Another thing is: the more people I can show how to get on the road to liberty and resilience, the less power the current centralized systems have. Options are power, and the larger the community the more power it has. Many people look at what others are doing and have accomplished and feel like it is out of reach for them to do that. This blog shows them the baby steps that I am taking are steps almost anyone can take. That gives people hope and direction, which then brings them into the resilience community. But we must take action as individuals in order for the community to be viable. For me right now, if my job goes away, I am dead in the water. I have nothing in place to mitigate that catastrophe so I would be nothing more than a burden in that community, which by definition would mean I am not part of that community at all. I am still completely dependent upon the corporate payroll system and the just-in-time grocery system to meet my needs. That must change. I must get back up systems in place – and so must you!

Action

  • Took my youngest with me to buy some more raw milk from a local farm. [Supporting local community, supporting small farming, improving health through quality food. Also showing by example the importance of buying local and natural]

“If we wait for the governments, it’ll be too little, too late; if we act as individuals, it’ll be too little; but if we act as communities, it might just be enough, just in time.” – Rob Hopkins, founder of the Transition Town movement.

GETTING STARTED

I keep allowing myself to get distracted by all of the different preps that can be undertaken. Some of that is due to my paranoid nature, and some is due to the allure of being completely independent and self-sufficient. Some of it is the appeal of learning some forgotten skill set, something that makes me unique and would make me needed and vital should something occur that would require that skill set. It’s like being the keeper of knowledge, Indiana Jones or Tomb Raider style.

But alas, I need to stay focused on my top 3 priorities.
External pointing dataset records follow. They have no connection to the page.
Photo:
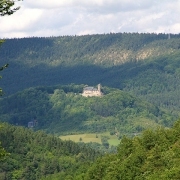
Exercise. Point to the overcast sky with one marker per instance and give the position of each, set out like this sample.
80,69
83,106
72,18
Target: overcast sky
79,17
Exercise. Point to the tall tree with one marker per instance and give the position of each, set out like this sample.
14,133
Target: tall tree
6,8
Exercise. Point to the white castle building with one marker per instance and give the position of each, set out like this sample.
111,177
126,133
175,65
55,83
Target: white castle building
91,91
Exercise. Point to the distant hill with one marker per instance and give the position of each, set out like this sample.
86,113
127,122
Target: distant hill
36,155
146,65
63,110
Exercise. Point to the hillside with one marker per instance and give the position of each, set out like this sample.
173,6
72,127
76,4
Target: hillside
36,155
147,65
63,110
154,155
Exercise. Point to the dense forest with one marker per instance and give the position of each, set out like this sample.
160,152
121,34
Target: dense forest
35,155
63,110
140,78
145,64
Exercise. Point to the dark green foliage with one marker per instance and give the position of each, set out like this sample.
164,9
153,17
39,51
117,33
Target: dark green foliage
154,155
34,155
146,65
62,109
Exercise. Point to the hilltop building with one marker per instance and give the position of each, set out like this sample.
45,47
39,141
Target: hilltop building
89,91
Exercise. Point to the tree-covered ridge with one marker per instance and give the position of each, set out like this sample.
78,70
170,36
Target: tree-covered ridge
154,155
62,109
104,50
34,155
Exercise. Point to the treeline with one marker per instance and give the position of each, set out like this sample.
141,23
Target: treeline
34,155
63,110
146,65
154,155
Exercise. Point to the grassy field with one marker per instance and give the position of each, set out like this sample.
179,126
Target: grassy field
112,139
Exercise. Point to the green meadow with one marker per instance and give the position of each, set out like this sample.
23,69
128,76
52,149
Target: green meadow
86,138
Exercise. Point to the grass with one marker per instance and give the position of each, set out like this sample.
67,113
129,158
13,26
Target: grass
113,140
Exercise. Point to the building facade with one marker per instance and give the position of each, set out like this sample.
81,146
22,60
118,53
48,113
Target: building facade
90,91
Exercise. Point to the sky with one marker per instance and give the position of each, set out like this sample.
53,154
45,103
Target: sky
44,18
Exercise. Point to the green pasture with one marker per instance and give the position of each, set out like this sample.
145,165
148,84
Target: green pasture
112,139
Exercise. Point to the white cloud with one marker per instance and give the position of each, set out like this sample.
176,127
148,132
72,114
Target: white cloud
70,17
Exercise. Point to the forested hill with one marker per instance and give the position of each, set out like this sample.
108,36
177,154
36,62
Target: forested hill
80,59
35,155
147,65
63,110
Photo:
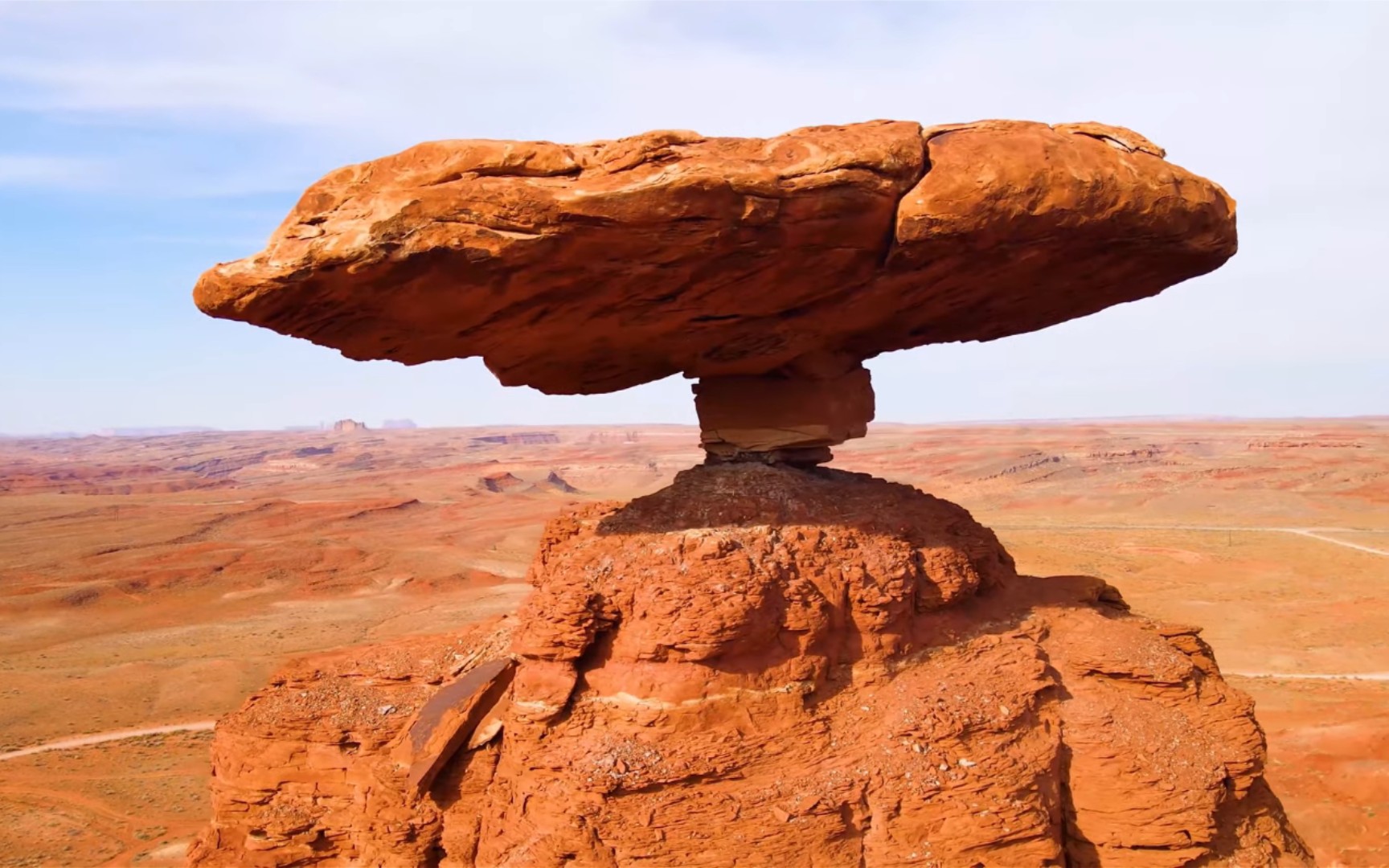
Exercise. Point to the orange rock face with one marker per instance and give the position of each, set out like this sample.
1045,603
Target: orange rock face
763,665
596,267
Many preps are for complete independence from the system, or for total collapse; for instance, making my own fuel. But what about starting my garden, where does it land on the list of priorities? It isn’t going to do much for cutting the grocery expense, but it has a lot more value (utility) in helping me achieve my number one priority – health. So it is important to ask: How much will an endeavor I want to undertake help in achieving my goals vs. the effort and input required to accomplish it? How much value will it provide? Should it be a higher or lower priority than some less exciting goal like getting my resume updated? I can only make these decisions for my own situation, everyone is going to have a different priority/pressing need.

My three main goals that I have identified are: Health, Cash Flow, and Storm Preparedness. Beyond that each of these can be broken into subcategories. Health can be broken down into Nutrition, Exercise, mental health, Dr checkups, and procedures; cash flow can be reduce expenses and increase cash flow (which can be further broken down into multiple revenue streams, overtime, new job, etc); and storm preparedness can be broken down into first aid kit, tornado plan and supplies, loss of electricity.

Some preps have “crossover” value, meaning they can provide resilience for multiple scenarios or they meet multiple goals. The first aid kit is a perfect example. So is a garden. As mentioned above, it can provide quality food as well as exercise, it can reduce the grocery expense, it can feed the family in times of crisis. In fact, Jack Spirko at TSP said something profound along those very lines in his podcast from 12/21/11: “If you can not feed yourself, you do not have liberty.” Think about it, if someone else feeds you, or you depend on someone else in order to provide food for you and your family, you are their servant. You cannot do things they disapprove of or they will take away your ability to survive. That is not liberty and that is not freedom; that is slavery (bondage).